This is a Milestone Report (exploratory analysis of the data set) of the Data Science Specialization SwiftKey Capstone.
The goal of this project is just to display that I’ve gotten used to working with the data and that I’m on track to create my prediction algorithm.
The motivation for this project is to:
1. Demonstrate that you’ve downloaded the data and have successfully loaded it in.
2. Create a basic report of summary statistics about the data sets.

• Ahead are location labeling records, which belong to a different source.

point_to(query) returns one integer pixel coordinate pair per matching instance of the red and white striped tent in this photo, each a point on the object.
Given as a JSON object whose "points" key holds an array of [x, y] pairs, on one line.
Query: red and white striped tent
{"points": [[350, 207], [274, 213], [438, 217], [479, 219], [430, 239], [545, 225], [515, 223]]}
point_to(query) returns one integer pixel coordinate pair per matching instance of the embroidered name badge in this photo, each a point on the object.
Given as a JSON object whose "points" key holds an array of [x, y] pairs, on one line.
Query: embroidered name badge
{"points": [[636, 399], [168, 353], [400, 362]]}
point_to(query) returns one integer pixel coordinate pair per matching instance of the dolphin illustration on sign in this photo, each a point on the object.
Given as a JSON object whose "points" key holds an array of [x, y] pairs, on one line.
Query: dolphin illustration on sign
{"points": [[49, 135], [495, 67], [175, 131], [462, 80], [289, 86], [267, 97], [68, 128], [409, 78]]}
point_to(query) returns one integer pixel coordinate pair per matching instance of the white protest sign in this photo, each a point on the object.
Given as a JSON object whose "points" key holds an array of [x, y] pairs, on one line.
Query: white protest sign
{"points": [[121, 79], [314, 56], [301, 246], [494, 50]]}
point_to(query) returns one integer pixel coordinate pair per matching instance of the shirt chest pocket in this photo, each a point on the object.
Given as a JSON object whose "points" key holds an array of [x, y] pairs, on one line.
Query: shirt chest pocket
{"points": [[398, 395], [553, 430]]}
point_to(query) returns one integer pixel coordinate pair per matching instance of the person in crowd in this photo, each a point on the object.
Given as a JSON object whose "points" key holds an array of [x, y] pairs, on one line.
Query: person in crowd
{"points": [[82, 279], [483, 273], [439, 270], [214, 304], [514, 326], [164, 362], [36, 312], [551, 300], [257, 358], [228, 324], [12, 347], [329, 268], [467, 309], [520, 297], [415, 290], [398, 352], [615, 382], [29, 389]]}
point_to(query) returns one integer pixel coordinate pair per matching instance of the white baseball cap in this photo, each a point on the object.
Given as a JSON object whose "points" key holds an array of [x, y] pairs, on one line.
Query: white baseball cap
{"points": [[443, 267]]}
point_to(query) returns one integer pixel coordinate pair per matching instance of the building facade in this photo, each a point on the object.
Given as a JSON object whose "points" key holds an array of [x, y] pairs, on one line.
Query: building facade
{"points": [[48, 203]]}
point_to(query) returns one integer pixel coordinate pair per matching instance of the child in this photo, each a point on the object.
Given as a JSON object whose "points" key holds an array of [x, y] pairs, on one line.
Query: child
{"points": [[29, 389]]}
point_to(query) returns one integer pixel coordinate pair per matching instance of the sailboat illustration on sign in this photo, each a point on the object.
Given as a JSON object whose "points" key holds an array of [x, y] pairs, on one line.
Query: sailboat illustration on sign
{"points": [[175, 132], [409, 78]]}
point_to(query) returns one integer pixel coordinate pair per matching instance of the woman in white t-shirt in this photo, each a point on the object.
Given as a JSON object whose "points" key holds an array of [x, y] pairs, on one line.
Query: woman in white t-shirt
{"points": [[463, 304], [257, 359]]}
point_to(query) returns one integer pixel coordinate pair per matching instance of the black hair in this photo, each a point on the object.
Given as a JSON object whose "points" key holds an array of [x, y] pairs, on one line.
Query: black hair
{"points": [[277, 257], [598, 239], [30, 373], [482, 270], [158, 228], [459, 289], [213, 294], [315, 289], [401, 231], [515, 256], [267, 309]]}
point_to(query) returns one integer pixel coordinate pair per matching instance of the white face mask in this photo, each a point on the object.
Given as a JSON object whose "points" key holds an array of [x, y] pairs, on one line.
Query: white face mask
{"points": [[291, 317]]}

3. Report any interesting findings that you amassed so far.4. Get feedback on your plans for creating a prediction algorithm and Shiny app.
library(tidytext)
library(tidyr)
library(dplyr)
##
## Attaching package: 'dplyr'
## The following objects are masked from 'package:stats':
##
## filter, lag
## The following objects are masked from 'package:base':
##
## intersect, setdiff, setequal, union
library(ggplot2)
library(qdapRegex)
##
## Attaching package: 'qdapRegex'
## The following object is masked from 'package:ggplot2':
##
## %+%
## The following object is masked from 'package:dplyr':
##
## explain
library(ngram)
library(RWeka)
wd <- getwd()
f <- "Coursera-SwiftKey.zip"
if (!dir.exists("Coursera-SwiftKey")) {
url <- "https://d396qusza40orc.cloudfront.net/dsscapstone/dataset/Coursera-SwiftKey.zip"
if (!file.exists("Coursera-SwiftKey.zip")) {
download.file(url, destfile = "Coursera-SwiftKey.zip", method = "curl")
unzip("Coursera-SwiftKey.zip")
download.file(url, file.path(wd, f), method = "curl")
unzip(f)
}
}
blogs_file<-"Coursera-SwiftKey/final/en_US/en_US.blogs.txt"
twitter_file<-"Coursera-SwiftKey/final/en_US/en_US.twitter.txt"
news_file<-"Coursera-SwiftKey/final/en_US/en_US.news.txt"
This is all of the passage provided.